TheStreet.com did a story titled “Super Smart Ways to Intelligently Invest in Communist Cuba.” It reported that a closed-end mutual fund designed to capitalize on Cuban prosperity, the Herzfeld Caribbean Basin Fund, “shot up dramatically when news broke of President Obama taking steps to end the embargo, and then quickly found a price closer to reality.” The story never did come up with convincing, “super smart” ways to profit from Cuba.

Frustrated, I thought that I could benefit personally, given that I smoke the occasional cigar and Cuba makes the world’s best. So I called my favorite purveyor, Cigar World, in Tysons Corner, Va., and spoke to owner Ali Hamden.

I asked when he expected his first shipment. He said, “We don’t think it’s going to happen anytime soon,” reminding me that it will literally take an act of Congress to change Cuba’s trade status. Given the Republicans are in charge of that body now and aren’t wild about Cuba libre (the economic kind, not the rum-and-Coke variety), he’s not holding his breath.

He did predict that if trade restrictions relax, a Cuban cigar boom will ignite. However, he wonders whether Cuban supply will be able to meet U.S. demand, given that choice Cuban tobacco is grown in only a 40-square-mile area.

To be fair, American farmers could find a bigger market for food exports to Cuba, though by one estimate it might grow only from $350 million to $450 million annually.

The real trade news is much more dramatic.

First and foremost, there’s the massive overhaul of trading rules between the U.S. and the European Union, known as the Transatlantic Trade and Investment Partnership (TTIP). The economies of the EU and the U.S. together account for half of the global economy (Cuba’s economy is 0.002% of this total) and about one-third of all international trade, according to an article by Miriam Sapiro, a visiting fellow at the Brookings Institution and deputy U.S. trade representative.

The European economy is weak, especially compared with the accelerating recovery in the U.S., and it needs all the help it can get, including the TTIP deal. But as global competition rises to ferocious from merely cutthroat, we need the deal, too.

The U.S. often has been weak in setting up trade deals and defending intellectual property, and in allowing countries to protect their markets with high tariffs while giving them free access to our markets. That’s changing. And it has to change more quickly now that the dollar is so strong, making our exports more expensive.

Negotiating TTIP is a quagmire. For example, Europeans worry that U.S. genetically modified “Frankenfoods” will infect their grocery stores and that local “buy American” laws create de facto barriers. But, as Sapiro wrote, TTIP “has the potential to be about much more than reducing tariffs or tackling regulatory barriers.” It could increase “stability and prosperity” between the EU and the U.S.

More important to increasing U.S. trade, and therefore our prosperity, is expediting free trade pacts. Congress gives presidents the authority to expedite these under Trade Promotion Authority (TPA) laws, and it seems the Republicans and President Obama may actually work together to cement the Trans-Pacific Partnership using a TPA. According to the Washington Post, soon-to-be-former Senate Majority Leader Harry Reid, a trade skeptic, “has slow-walked TPA.”

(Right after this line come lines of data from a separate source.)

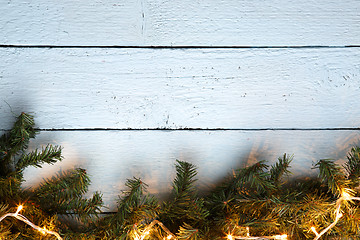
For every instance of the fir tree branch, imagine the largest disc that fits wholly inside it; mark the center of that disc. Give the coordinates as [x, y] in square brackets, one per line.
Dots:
[256, 177]
[185, 206]
[56, 193]
[331, 174]
[279, 169]
[15, 142]
[352, 166]
[50, 154]
[186, 232]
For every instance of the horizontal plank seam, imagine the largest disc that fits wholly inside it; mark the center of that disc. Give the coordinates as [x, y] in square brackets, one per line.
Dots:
[171, 47]
[190, 129]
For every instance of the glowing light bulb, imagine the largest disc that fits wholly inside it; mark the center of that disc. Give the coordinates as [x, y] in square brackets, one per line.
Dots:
[18, 210]
[283, 237]
[43, 231]
[314, 230]
[346, 195]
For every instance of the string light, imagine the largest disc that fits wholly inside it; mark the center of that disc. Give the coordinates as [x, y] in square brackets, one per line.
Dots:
[150, 226]
[275, 237]
[345, 196]
[28, 222]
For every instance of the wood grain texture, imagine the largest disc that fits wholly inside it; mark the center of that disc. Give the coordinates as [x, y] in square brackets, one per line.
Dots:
[111, 157]
[174, 89]
[180, 22]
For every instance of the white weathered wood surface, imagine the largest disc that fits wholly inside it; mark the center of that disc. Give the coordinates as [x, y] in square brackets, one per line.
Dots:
[316, 87]
[111, 157]
[194, 88]
[180, 22]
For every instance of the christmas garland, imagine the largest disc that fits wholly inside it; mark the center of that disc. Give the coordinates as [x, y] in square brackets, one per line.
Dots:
[255, 203]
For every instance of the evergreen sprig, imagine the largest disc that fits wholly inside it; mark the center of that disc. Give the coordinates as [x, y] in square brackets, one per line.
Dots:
[62, 194]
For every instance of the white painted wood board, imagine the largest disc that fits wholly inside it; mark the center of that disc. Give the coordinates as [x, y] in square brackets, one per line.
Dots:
[180, 22]
[182, 88]
[111, 157]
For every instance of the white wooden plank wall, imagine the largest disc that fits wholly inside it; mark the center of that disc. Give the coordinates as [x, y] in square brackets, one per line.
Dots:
[129, 87]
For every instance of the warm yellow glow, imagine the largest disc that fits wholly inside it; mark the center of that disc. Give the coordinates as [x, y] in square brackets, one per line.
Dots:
[314, 230]
[18, 210]
[346, 195]
[43, 230]
[283, 237]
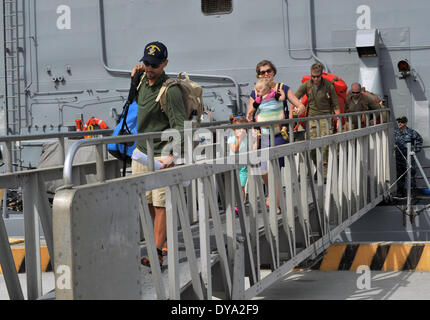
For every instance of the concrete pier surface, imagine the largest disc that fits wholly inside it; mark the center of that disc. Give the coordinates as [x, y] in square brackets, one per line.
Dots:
[320, 285]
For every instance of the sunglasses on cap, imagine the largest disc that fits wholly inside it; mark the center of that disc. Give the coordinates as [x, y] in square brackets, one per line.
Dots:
[153, 66]
[261, 72]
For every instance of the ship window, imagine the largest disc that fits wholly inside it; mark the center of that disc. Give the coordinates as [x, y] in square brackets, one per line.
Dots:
[217, 6]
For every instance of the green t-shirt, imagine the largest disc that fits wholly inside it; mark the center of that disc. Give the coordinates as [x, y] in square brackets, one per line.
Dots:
[151, 118]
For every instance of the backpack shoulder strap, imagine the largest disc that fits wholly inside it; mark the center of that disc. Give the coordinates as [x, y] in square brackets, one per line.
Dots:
[162, 94]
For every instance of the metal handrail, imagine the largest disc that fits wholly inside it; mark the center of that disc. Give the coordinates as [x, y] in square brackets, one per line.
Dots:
[153, 135]
[9, 139]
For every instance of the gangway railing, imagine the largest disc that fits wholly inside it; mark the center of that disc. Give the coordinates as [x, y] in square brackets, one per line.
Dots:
[97, 227]
[35, 206]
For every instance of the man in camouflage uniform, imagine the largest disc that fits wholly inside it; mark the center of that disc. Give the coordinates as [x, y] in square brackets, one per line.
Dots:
[322, 100]
[402, 136]
[357, 101]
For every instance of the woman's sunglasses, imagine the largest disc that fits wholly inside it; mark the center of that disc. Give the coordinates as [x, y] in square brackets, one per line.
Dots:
[153, 66]
[261, 72]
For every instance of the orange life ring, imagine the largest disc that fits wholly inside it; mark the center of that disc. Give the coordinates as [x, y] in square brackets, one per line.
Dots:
[92, 124]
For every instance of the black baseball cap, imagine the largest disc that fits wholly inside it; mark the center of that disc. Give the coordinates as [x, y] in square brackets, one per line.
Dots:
[402, 119]
[155, 53]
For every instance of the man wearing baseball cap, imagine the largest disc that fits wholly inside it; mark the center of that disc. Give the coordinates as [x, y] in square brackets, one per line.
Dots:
[151, 118]
[402, 135]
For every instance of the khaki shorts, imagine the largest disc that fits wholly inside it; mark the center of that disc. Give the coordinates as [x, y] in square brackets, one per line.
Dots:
[156, 197]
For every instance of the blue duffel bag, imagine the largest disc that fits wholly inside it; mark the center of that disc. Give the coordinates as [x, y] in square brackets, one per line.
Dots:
[117, 149]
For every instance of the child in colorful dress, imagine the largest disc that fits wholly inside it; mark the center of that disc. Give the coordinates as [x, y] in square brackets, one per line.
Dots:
[238, 143]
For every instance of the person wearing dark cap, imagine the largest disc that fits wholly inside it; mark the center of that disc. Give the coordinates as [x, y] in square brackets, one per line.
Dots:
[402, 135]
[151, 118]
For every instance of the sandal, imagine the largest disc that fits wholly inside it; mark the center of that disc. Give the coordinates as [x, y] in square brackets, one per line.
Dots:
[145, 260]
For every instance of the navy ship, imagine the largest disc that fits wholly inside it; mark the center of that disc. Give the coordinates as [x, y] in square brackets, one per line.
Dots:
[68, 60]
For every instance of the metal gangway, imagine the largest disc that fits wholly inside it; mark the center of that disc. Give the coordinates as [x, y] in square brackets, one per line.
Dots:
[101, 230]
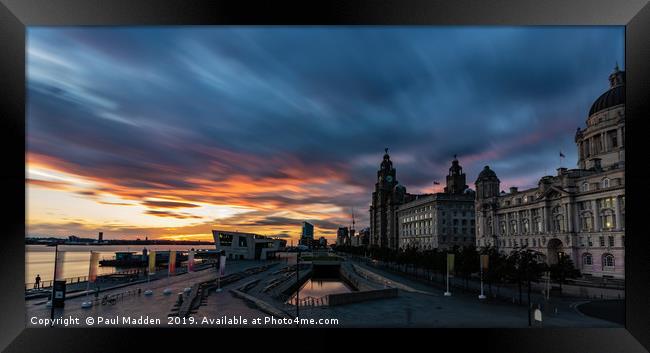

The Pacific Rim is the world’s most vibrant economic region in terms of growth and trade, and not taking maximum advantage of it is like leaving money on the table. This partnership would give the U.S. better access to markets in 11 countries, from Chile and Japan to New Zealand and Singapore.

Each of these countries’ economies dwarfs Cuba’s, and although they won’t improve the quality of our cigar stock, increased trade with them will make our economy and stock market stronger in perpetuity—or until Cuba becomes our 51st state, whichever comes first.